Однажды, когда Пабло работал над одним из портретов Сильветты Давид, к нам приехала с приемной дочерью Тототе, вдова его старого друга скульптора Маноло, жившая неподалеку от Барселоны. Их привезли жившие в Перпиньяне ее знакомые граф и графиня де Лазерм. Мадам де Лазерм, черноглазая брюнетка с классическими чертами лица, была высокой, хорошо сложенной. Очень походила на мою школьную подругу Женевьеву, только та была пониже. На вид ей было около тридцати пяти лет. Она пригласила нас с Пабло приезжать к ним в Перпиньян погостить. Сказала, что дом у них большой, и Пабло наверняка будет интересно осмотреть библиотеку. Поскольку Пабло ездил на все бои быков в Ниме, а Ним находится на пути в Перпиньян, принять предложение мадам де Лазерм ему было легко. Открыв дорогу туда, он обнаружил, что в промежутках между боями быков приятно проводить время в этом просторном доме с интересной библиотекой. Я понимала, что мой уход от него лишь вопрос времени, и сочла бессмысленным сопровождать его в этих поездках. Он доверительно мне сообщил, что «ухаживает» за мадам де Лазерм. Ему льстило, что он привлекателен для такой молодой, красивой женщины. После нескольких поездок к ней он стал забираться еще дальше. В центре Франции его сразила другая замужняя женщина, тогда беременная, ее муж был только рад удостоиться рогов от такого великого человека. Пабло время от времени дарил ему рисунки, подписанные «от его друга Пикассо», и тот стал его усердным сводником. Однажды вся эта семейка прикатила в Валлорис, чтобы Пабло в уюте и уединении своей мастерской мог писать портрет супруги вдохновенного рогоносца. Жизнь превратилась в сплошной цирк. Однажды по возвращении из такой поездки Пабло посмотрел на меня с озорным видом и спросил:

- Ну как, ничего не хочешь сказать? Не заявишь никаких протестов? Не испытываешь желания привязать меня, чтобы я не делал ничего подобного?
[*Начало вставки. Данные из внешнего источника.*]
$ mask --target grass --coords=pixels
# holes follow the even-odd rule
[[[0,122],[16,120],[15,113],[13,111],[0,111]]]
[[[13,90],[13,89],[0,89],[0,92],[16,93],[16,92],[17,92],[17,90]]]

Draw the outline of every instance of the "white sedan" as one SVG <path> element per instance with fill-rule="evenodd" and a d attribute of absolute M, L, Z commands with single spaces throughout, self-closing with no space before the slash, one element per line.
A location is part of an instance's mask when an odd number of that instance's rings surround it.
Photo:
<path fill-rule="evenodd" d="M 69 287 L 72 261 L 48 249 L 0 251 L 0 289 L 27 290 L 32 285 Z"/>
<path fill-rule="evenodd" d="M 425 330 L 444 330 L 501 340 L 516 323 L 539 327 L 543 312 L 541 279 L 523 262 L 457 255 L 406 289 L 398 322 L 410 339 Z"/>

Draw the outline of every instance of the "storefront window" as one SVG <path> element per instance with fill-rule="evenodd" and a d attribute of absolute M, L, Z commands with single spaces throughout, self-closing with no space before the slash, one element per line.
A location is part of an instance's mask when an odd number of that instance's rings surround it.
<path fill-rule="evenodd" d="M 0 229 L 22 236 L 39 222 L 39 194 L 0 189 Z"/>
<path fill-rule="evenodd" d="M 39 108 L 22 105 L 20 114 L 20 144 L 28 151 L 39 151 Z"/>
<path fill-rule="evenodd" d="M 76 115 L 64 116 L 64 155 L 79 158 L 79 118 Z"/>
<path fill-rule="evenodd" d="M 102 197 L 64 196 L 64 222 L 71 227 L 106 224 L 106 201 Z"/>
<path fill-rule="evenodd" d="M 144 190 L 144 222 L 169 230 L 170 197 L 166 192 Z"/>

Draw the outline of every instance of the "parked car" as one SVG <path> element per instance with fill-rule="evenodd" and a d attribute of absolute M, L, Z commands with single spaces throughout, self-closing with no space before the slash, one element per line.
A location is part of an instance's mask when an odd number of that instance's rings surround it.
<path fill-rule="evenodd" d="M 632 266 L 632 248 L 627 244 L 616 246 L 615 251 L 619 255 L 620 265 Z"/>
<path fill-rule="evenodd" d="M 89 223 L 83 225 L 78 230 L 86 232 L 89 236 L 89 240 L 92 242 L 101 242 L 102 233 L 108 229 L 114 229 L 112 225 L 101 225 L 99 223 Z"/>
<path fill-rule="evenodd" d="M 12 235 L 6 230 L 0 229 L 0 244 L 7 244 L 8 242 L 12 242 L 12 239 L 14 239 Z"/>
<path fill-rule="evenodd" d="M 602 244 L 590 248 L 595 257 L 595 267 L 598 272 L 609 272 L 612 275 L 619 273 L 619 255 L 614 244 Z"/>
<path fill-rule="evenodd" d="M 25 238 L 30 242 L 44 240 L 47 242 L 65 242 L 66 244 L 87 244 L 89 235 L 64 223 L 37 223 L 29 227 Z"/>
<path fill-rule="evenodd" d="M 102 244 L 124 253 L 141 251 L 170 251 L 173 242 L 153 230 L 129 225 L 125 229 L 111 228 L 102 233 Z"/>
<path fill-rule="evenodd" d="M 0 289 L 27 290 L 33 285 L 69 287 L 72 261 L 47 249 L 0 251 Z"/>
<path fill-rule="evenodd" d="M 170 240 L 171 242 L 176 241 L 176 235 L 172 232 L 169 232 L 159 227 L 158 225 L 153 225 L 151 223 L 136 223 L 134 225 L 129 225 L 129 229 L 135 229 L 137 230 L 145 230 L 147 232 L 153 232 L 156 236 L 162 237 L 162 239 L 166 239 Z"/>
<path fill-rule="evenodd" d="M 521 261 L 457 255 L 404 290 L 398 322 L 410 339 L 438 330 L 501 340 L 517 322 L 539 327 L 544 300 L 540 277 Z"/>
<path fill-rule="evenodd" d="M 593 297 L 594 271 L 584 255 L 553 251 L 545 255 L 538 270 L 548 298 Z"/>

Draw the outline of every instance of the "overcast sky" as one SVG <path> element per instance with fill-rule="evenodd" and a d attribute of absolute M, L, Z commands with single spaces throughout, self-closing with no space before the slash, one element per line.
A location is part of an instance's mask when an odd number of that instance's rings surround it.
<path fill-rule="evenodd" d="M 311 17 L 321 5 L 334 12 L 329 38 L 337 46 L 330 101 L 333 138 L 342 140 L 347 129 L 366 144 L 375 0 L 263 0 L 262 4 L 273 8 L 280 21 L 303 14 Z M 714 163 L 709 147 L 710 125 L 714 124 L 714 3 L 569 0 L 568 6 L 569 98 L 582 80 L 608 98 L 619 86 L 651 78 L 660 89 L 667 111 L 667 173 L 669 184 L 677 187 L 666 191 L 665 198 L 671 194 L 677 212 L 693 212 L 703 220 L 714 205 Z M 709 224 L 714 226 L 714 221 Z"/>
Я ответила, что должна его огорчить. Теперь уже нет.

Положение стало еще более затруднительным. Раньше Пабло ни с кем не говорил о своих личных делах. Все хранил в секрете и в начале нашей совместной жизни, стоило мне заговорить при посторонних о чем-то личном, я получала взбучку. Теперь вдруг он стал посвящать в свои личные дела кого попало. Его поведение так изменилось, что он стал казаться совсем другим человеком. Мы заводили речь о том, чтобы расстаться, но ни к какому решению не пришли. И однако каждого, кто приходил к нам, Пабло встречал словами: «Знаете, Франсуаза покидает меня». Я знала, что придется уйти от него, так как наконец поняла, что не в силах продолжать такую жизнь — и это повергало меня в жуткое отчаяние. Я любила его и понимала, что ради детей несомненно было бы лучше жить вместе. Поначалу надеялась расходиться постепенно, шаг за шагом, чтобы это было не так мучительно. Как-то подумала, что если отдохну и вновь обрету душевное равновесие, то сумею найти какой-то выход, который позволит мне остаться. Попросила Пабло отпустить меня в горы на три месяца. Он отказался. И поскольку он говорил всем, что мы расстаемся, и это стало основной пищей всех сплетен, расставание оказалось неизбежным.

Пабло писал Сабартесу бесчисленные письма на выспреннем испанском: «Я уже не тот, что был. Меня не любят» и так далее, затем оставлял их на виду, чтобы я прочла. Но это полбеды; Сабартес был нем, как могила. Пабло раструбил об этом Канвейлеру, Луизе Лейри, Доминике Элюар, мадам Рамье — всем, с кем мы общались в Валлорисе или в Париже. Советы сыпались на него со всех сторон. Люди бросались ко мне, говорили, что я не должна покидать его, потом бросались к нему и говорили, что я его не покину; что я таким образом лишь добиваюсь большей свободы; ему нужно только оставаться непреклонным, и я одумаюсь. Однако нервы у Пабло были уже сильно потрепаны. Он не знал, что сказать мне, все, что ни делал, не приносило желаемого результата. И продолжал громоздить ошибки одну на другую.